La découverte de la physique quantique, qui décrit le monde à l’échelle la plus minuscule, a marqué le début d’une nouvelle manière de voir la nature. Les particules peuvent se trouver à deux endroits à la fois, voire même s’intriquer, alors qu’elles sont spatialement séparées par des kilomètres. En outre, les résultats des expériences ne sont plus exactement prévisibles, mais sont déterminés par des probabilités. Ce qui a suscité cette remarque critique d’Albert Einstein: «Dieu ne joue pas aux dés.» Ironie du sort, c’est justement lui qui a reçu le prix Nobel pour sa contribution à la toute jeune physique quantique.
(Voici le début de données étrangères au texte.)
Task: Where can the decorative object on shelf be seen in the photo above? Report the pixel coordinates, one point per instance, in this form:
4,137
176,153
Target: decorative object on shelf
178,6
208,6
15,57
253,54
Cette science notoirement insaisissable constitue la base de quasiment toutes les technologies modernes: des lasers et transistors à l’imagerie médicale salvatrice et à la radiothérapie. Même l’approvisionnement énergétique en dépend: pas de panneaux solaires ni d’énergie nucléaire sans la connaissance de la physique quantique sous-jacente.
«Cette science notoirement insaisissable constitue la base de quasiment toutes les technologies modernes: des lasers et transistors à l’imagerie médicale salvatrice et à la radiothérapie.»
Si elle est si omniprésente et actuelle, pourquoi si peu de gens savent-ils ce qu’est la théorie quantique? C’est la question que s’est posée le physicien quantique et ingénieur Frank Verstraete (UGent et University of Cambridge) lorsqu’on lui a proposé d’écrire un livre à ce sujet. Mais il a vite découvert que ce n’est pas parce qu’on connaît tout d’un sujet qu’on est capable de l’expliquer clairement. C’est ainsi que Céline Broeckaert –metteuse en scène, écrivaine et membre du club de cyclisme de Frank Verstraete– l’a aidé à rendre la physique quantique compréhensible.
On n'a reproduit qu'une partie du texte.